Here’s the timeline for battery commercialization

battery commercialization timeline

Image from Benchmark Mineral Intelligence

 

For a product that is so well known and commonplace in today’s world, it can be a surprising fact to some that batteries are still a young and, so far, neglected industry.

After seeing portable technology take-off in the last decade with the boom in the adoption of smartphones and tablet computers, the batteries that power these devices have largely been overlooked. The research and development focus on power storage has been significantly less than the technology being powered.

Benchmark Mineral Intelligence has identified four distinct phases of market commercialization for batteries which shows how this could be about to change.

Phase 1: 1969 to early-1990s

The first-true commercialized battery was introduced with the advent of the quartz watch in the late 1960s, a revolutionary design which saw a mercury battery power a quartz crystal resonator. In the same era, lead acid batteries in cars were also taking off.

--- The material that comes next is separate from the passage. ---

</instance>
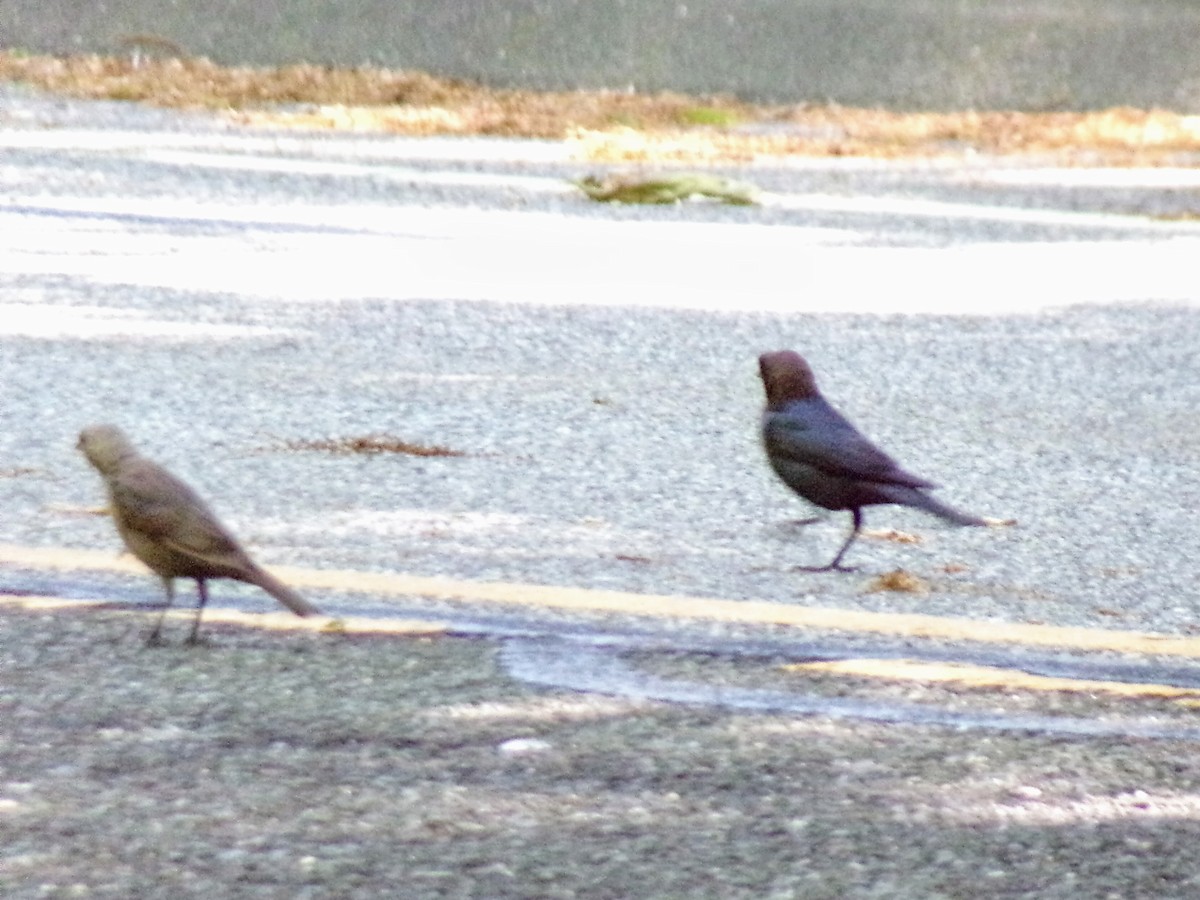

Phase 2: Late 1990s to 2006

It took another two decades before a second generation of markets developed with power tools, mobile phones, and personal music players (Sony Walkman) in the mid-to-late 1990s. This sparked the rise of the rechargeable battery where lithium-ion and nickel metal hydride chemistries were competing.

Phase 3: 2006-2016

We, in Benchmark’s opinion, are in a third phase of battery commercialization which has seen mass market, global adoption of battery powered technologies. This has been driven by smartphones, tablets, laptops and hybrid vehicles.

It has also seen lithium-ion overtake nickel metal hydride as the favoured battery chemistry.

Phase 4: 2017 onwards

By 2017, Benchmark expects to see a fourth phase of battery commercialization emerge. As the sector gears up for significant new battery supply from megafactories in the US and China, in addition to new supply from Japanese are South Korean manufacturers, new lower cost output of lithium-ion cells will hit the market.

This will likely see increased uptake from electric vehicles and off-grid stationary (utility) storage which will use significantly larger batteries than those in Phases 1-3.